StreamingEffect: Real-Time Human-Centric Video Effect Generation

Yiren Song, Cheng Liu, Yuxin Jiang, Mike Zheng Shou

Introduction

StreamingEffect is a real-time human-centric streaming video effect framework. Given an incoming video stream, it continuously applies expressive visual effects (accessories, makeup, stylization, atmospheric overlays, etc.) while preserving human identity, background content, and temporal consistency.

Key features:

Real-time 720p inference on a single H200 GPU (14.1 FPS)
Reference-conditioned control: inject a keyframe image to guide the effect style
Text-driven control: describe effects with natural language
Interactive switching: change reference image or text prompt on the fly during streaming
Built on Wan2.2-TI2V-5B with two-stage distillation

Installation

git clone https://github.com/showlab/StreamingEffect.git
cd StreamingEffect

# Create conda environment
conda create -n streaming_effect python=3.10
conda activate streaming_effect

# Install PyTorch (adjust CUDA version as needed)
pip install torch torchvision --index-url https://download.pytorch.org/whl/cu128

# Install dependencies
pip install diffusers transformers accelerate
pip install decord pillow numpy
pip install einops omegaconf

# Install the fastgen package (for Stage 1 & 2)
pip install -e .

Models

Pre-trained checkpoints are available on HuggingFace:

Stage	Description	Checkpoint
Teacher (Stage 0)	Bidirectional teacher, 50-step, highest quality	stage0.ckpt
Stage 1	Causal AR student, 50-step streaming	stage1.ckpt
Stage 2	Self-Forcing student, 4-step real-time	stage2.ckpt

Download with:

huggingface-cli download lc03lc/StreamingEffect --local-dir ./checkpoints

The backbone model (Wan2.2-TI2V-5B-Diffusers) will be automatically downloaded from HuggingFace on first run, or you can pre-download it:

huggingface-cli download Wan-AI/Wan2.2-TI2V-5B-Diffusers --local-dir ./models/Wan2.2-TI2V-5B-Diffusers

Dataset

VideoEffect-130K is available on HuggingFace:

The dataset contains ~130K paired human-centric videos:

70K effect-rendering samples: accessories, headwear, makeup, atmosphere overlays, style filters across 600+ categories
60K general-editing samples: object manipulation, background editing, style transfer, etc.

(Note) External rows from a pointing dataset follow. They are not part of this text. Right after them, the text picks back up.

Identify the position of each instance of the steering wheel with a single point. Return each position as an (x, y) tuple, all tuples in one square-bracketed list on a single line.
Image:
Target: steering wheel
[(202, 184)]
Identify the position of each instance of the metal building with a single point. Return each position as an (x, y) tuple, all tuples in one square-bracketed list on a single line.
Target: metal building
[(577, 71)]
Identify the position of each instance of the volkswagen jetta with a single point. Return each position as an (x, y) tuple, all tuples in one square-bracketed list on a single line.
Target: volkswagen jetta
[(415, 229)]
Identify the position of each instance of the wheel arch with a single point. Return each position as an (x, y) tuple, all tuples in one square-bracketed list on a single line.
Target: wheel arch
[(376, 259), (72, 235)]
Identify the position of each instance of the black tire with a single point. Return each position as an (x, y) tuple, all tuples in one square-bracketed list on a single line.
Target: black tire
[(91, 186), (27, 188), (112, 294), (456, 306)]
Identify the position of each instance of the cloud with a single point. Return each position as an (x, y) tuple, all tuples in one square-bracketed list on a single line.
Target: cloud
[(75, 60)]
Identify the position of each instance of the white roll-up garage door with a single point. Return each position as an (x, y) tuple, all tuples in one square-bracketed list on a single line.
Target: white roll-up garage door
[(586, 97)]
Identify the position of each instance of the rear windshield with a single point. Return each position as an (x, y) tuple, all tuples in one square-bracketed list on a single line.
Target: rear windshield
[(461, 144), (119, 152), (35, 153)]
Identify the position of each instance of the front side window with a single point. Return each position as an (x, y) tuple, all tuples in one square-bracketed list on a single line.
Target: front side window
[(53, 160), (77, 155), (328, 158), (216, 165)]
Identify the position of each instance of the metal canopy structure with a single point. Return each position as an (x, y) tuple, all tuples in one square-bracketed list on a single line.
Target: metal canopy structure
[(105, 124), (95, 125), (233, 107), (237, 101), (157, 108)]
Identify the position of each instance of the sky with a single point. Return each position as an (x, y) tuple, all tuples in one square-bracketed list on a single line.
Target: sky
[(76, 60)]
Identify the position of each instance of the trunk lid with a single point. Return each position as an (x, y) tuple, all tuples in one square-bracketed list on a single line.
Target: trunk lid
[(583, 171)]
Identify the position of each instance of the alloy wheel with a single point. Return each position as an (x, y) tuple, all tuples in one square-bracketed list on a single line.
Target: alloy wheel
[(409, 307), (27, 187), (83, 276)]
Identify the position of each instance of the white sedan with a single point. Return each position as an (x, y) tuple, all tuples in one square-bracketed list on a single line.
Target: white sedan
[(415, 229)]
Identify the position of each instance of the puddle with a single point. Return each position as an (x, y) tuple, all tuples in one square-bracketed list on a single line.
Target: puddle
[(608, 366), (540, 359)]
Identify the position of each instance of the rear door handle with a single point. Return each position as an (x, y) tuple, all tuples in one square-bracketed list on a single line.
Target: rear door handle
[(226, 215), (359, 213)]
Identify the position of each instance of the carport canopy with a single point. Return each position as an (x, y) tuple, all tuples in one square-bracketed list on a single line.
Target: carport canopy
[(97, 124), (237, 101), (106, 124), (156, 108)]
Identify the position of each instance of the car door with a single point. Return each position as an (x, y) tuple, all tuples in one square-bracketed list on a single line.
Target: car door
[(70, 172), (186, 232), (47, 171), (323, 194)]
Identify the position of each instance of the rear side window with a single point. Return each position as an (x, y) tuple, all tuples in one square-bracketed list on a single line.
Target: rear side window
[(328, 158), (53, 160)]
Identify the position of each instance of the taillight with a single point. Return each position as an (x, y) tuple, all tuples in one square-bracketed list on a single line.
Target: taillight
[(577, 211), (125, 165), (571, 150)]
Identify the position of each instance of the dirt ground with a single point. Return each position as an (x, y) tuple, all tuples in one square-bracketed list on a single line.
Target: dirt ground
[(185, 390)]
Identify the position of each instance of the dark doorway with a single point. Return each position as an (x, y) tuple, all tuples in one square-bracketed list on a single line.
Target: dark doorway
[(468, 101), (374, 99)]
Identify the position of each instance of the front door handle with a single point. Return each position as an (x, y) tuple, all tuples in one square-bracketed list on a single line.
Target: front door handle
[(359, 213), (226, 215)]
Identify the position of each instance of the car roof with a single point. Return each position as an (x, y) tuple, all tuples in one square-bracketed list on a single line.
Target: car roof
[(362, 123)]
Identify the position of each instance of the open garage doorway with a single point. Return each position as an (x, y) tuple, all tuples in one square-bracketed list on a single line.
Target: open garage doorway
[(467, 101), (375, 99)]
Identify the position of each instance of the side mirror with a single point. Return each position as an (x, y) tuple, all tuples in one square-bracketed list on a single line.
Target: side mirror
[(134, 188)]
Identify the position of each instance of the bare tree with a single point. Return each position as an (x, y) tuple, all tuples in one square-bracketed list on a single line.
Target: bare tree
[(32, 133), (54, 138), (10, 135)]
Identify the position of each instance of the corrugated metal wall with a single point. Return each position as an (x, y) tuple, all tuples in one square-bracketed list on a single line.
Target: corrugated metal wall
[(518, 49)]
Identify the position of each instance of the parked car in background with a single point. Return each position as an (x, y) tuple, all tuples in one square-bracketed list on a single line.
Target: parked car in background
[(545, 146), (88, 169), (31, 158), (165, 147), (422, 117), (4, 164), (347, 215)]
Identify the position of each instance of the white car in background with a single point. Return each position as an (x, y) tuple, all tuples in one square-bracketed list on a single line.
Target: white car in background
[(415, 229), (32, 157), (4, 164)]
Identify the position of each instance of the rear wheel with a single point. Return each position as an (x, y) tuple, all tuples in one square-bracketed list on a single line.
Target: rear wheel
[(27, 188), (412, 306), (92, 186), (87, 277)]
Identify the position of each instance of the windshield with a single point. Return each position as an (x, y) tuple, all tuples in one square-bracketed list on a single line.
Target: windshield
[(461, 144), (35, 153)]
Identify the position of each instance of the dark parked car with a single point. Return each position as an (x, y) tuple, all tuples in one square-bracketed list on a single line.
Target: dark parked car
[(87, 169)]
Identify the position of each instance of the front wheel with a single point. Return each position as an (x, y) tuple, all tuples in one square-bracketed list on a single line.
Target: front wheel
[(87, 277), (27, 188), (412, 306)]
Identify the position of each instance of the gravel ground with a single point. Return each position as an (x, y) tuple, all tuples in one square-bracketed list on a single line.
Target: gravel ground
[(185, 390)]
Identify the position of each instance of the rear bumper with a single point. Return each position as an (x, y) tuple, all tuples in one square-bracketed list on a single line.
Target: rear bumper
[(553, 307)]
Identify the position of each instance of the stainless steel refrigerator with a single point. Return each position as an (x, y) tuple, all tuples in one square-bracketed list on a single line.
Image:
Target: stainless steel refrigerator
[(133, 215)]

Each sample is a triplet: (source_video, reference_image, target_video).

Inference

Stage 2 (Real-time, recommended)

# Single GPU — image-guided (provide reference PNG)
python infer_stage2.py \
    --ckpt_path ./checkpoints/stage2.ckpt \
    --testset /path/to/testset \
    --output_dir ./outputs/stage2 \
    --max_side 1088

# Multi-GPU (4 GPUs)
CUDA_VISIBLE_DEVICES=0,1,2,3 torchrun --nproc_per_node=4 infer_stage2.py \
    --ckpt_path ./checkpoints/stage2.ckpt \
    --testset /path/to/testset \
    --output_dir ./outputs/stage2 \
    --max_side 1088

# Enable CFG (higher quality, slightly slower)
python infer_stage2.py \
    --ckpt_path ./checkpoints/stage2.ckpt \
    --testset /path/to/testset \
    --output_dir ./outputs/stage2_cfg \
    --guidance_scale 5.0 \
    --max_side 1088

Test set format: Each sample consists of {stem}.mp4 (first half = source video, second half = GT), {stem}.txt (text prompt), and optionally {stem}.png (reference effect image).

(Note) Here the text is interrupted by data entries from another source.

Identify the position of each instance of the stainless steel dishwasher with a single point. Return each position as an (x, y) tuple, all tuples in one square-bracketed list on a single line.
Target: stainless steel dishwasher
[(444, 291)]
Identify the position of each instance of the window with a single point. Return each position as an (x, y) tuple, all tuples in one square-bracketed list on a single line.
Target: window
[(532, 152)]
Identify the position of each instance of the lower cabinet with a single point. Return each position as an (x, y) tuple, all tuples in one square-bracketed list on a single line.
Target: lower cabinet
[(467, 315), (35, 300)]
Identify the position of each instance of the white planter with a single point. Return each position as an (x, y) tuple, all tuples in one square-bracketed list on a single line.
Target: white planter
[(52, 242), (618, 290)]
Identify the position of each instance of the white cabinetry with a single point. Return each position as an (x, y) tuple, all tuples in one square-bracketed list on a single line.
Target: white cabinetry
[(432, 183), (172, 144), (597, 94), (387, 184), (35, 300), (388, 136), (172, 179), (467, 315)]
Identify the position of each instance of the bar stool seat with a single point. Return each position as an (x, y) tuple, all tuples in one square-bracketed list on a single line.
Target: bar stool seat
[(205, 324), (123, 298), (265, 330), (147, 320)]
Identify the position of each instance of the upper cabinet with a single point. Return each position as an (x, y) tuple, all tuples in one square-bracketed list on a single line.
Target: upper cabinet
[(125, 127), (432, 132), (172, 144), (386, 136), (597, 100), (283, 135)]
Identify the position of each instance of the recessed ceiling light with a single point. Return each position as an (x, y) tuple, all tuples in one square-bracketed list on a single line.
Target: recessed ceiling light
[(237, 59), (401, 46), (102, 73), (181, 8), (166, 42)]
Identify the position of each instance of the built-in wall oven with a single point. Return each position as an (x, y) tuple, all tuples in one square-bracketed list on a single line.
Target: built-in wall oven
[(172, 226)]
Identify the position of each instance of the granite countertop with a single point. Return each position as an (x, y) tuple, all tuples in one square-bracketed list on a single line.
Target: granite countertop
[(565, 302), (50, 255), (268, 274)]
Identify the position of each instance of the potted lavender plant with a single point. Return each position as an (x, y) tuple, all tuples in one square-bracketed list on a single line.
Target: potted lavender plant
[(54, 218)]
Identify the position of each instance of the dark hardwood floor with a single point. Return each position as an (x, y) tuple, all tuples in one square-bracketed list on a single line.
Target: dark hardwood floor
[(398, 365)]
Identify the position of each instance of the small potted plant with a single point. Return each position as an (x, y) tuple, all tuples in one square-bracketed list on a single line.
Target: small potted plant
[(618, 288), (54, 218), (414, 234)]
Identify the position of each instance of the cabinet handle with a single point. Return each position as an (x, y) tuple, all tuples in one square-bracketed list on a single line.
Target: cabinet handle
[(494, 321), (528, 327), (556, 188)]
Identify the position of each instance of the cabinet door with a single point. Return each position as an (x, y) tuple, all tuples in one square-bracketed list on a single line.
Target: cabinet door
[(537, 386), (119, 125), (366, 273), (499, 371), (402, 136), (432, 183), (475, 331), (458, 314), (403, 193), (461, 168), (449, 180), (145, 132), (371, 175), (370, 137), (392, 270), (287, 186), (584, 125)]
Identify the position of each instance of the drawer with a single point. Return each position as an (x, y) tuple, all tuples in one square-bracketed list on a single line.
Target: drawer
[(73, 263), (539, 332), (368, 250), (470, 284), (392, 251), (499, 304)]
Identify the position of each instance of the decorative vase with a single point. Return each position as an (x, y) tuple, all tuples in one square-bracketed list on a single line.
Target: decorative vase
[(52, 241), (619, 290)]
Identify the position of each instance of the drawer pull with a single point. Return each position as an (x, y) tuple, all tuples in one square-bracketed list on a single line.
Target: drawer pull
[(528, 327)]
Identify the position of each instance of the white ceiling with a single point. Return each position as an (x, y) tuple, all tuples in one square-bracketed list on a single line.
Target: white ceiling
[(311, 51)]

Stage 1 (50-step streaming)

python infer_stage1.py \
    --ckpt_path ./checkpoints/stage1.ckpt \
    --testset /path/to/testset \
    --output_dir ./outputs/stage1 \
    --num_steps 50 \
    --max_side 1088

Teacher (50-step, highest quality, offline)

# Set CKPT in infer_teacher.sh, then:
CKPT=./checkpoints/stage0.ckpt bash infer_teacher.sh

Training

Training proceeds in three stages. Each stage builds on the previous one.

Prerequisites

Download the Wan2.2-TI2V-5B-Diffusers backbone model.
Download VideoEffect-130K and set dataset_roots in configs/train_teacher.yaml.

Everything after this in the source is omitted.